South African infrastructure collapse
South Africa’s infrastructure has rapidly deteriorated over the past decade due to consistent underinvestment, mismanagement, and a lack of state capacity.
This is feedback from Nedbank chief economist Nicky Weimar, who outlined the biggest constraints on the South African economy in a presentation in collaboration with SA REIT.
Weimar explained that amid global uncertainty, one thing is clear for South Africa: It needs to focus on what is holding its economy back.
“We need to forget a little bit about the drama playing out in the rest of the world and rather focus on what is holding back South Africa’s economy. We all know what that is,” Weimar said.
“There is no mystery here. The key is for us to press ahead with structural reforms.”
These structural reforms, particularly in the electricity and logistics sectors, intend to increase private sector participation in infrastructure development and maintenance.
Many have been warning for years about South Africa’s dire infrastructure situation, with the Reserve Bank consistently saying it is one of the major drivers of inflation.
Poor infrastructure significantly increases the cost of doing business, prevents products from reaching the market, and pushes prices up.
In November last year, the Reserve Bank’s warnings became more severe, warning that crumbling infrastructure threatens the stability of the financial system.
“The sustained deterioration in critical infrastructure poses direct operational risks that could disrupt the functioning of the financial system,” it said in its latest Financial Stability Review.
“While electricity availability appears to be gradually returning to historical trends, other critical infrastructure such as the supply and quality of water and transport infrastructure – especially rail, port and road networks – continues to degrade.”
Weimar said this is the symptom of a decades-long lack of investment in developing and maintaining infrastructure.
“What has essentially happened in South Africa is that we have had almost 15 years of underinvestment. Our general economic infrastructure has imploded,” Weimar said.

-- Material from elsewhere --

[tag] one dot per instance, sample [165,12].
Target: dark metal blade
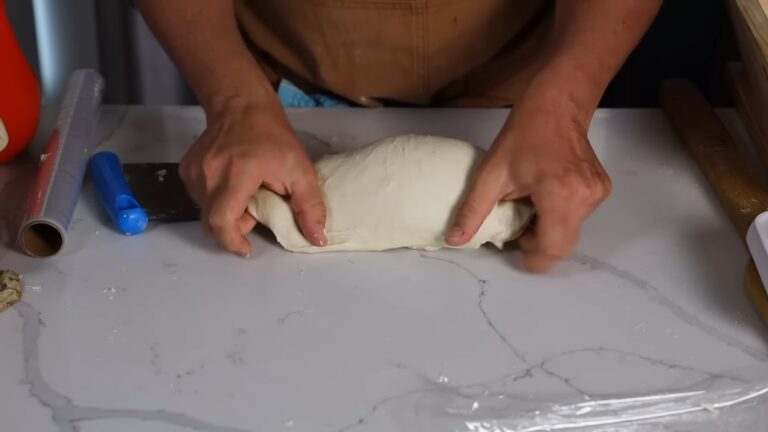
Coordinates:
[159,189]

“And so, our general supply curve is at a very low level. Even if demand accelerates, the moment it starts to strain supply, prices go up, interest rates go up, demand slows again.”

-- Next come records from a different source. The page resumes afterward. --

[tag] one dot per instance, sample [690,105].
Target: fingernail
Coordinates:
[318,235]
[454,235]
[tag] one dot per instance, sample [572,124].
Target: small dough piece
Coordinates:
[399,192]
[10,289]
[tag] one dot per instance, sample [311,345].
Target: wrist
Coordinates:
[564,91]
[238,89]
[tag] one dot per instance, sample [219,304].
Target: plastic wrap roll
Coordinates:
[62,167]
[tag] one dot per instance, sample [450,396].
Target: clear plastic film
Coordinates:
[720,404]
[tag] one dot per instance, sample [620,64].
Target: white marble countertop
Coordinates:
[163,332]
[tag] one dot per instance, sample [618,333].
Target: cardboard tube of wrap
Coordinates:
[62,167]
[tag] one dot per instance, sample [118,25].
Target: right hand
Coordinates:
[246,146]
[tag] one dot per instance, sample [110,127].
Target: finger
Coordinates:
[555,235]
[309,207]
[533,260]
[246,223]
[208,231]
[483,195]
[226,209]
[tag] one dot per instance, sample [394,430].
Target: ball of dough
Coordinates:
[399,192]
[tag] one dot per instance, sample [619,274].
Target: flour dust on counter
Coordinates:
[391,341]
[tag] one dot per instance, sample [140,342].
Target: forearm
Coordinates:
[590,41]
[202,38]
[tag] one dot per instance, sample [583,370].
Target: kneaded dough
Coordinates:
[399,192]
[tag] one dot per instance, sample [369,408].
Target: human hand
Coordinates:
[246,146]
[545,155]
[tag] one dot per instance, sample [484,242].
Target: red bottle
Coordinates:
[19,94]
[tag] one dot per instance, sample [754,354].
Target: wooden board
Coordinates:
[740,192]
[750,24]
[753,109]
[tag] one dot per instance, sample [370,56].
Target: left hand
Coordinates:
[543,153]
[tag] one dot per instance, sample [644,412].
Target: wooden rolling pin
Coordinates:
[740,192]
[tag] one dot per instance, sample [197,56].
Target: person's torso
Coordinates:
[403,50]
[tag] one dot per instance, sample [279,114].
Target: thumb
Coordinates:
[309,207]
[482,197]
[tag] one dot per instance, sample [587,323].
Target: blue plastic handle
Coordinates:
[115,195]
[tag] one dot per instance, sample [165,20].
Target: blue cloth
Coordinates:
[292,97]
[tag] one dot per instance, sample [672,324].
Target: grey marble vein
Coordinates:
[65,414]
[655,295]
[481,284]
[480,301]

This is the low-growth trap South Africa is stuck in, and the only way out is to create excess space on the supply side to absorb increased economic activity.
The graphs below, courtesy of Weimar and Nedbank, show the deterioration of South Africa’s key economic infrastructure, particularly in electricity and logistics.

Weimar said progress is being made, particularly in the electricity sector, which has received much of the government’s attention.
After years of declining energy availability factor (EAF), Eskom seems to have turned things around, and the private sector has invested heavily in renewable energy.
Greater private electricity generation is ultimately the future of South Africa’s energy market, Weimar said, as it will prove cheaper and more efficient.
However, significant grid capacity constraints limit the potential buildout of new renewable energy projects in South Africa.
The government has announced a considerable grid expansion project that will cost hundreds of billions of rands and build over 14,000km of transmission lines and hundreds of new substations.
This buildout presents a big challenge as many of the best areas for renewable energy generation in South Africa are located far from demand centres and existing coal power plants.
South Africa’s electricity grid was designed to transfer energy created from coal-fired power plants in the northeastern parts of the country to the major demand centre of Gauteng.
Now, with renewable energy, the main demand centre remains Gauteng, but the areas where electricity is generated will be the Northern Cape, Western Cape, and Eastern Cape. In effect, the country’s electricity grid will have to be flipped.
Furthermore, Weimar explained that even with these improvements, load-shedding would most likely return to cap economic growth at 1.5% to 2%.
“We may not have load-shedding right now, but that is in an economy that is growing by 0.5%. We want to grow at over 2%, and if we do, load-shedding will probably come back.”
Weimar said there have also been improvements at Trasnent, but these are so small that one has to use a magnifying glass to see them.
Crucially, though, the utility has managed to stop the decline in performance of its ports and railway infrastructure.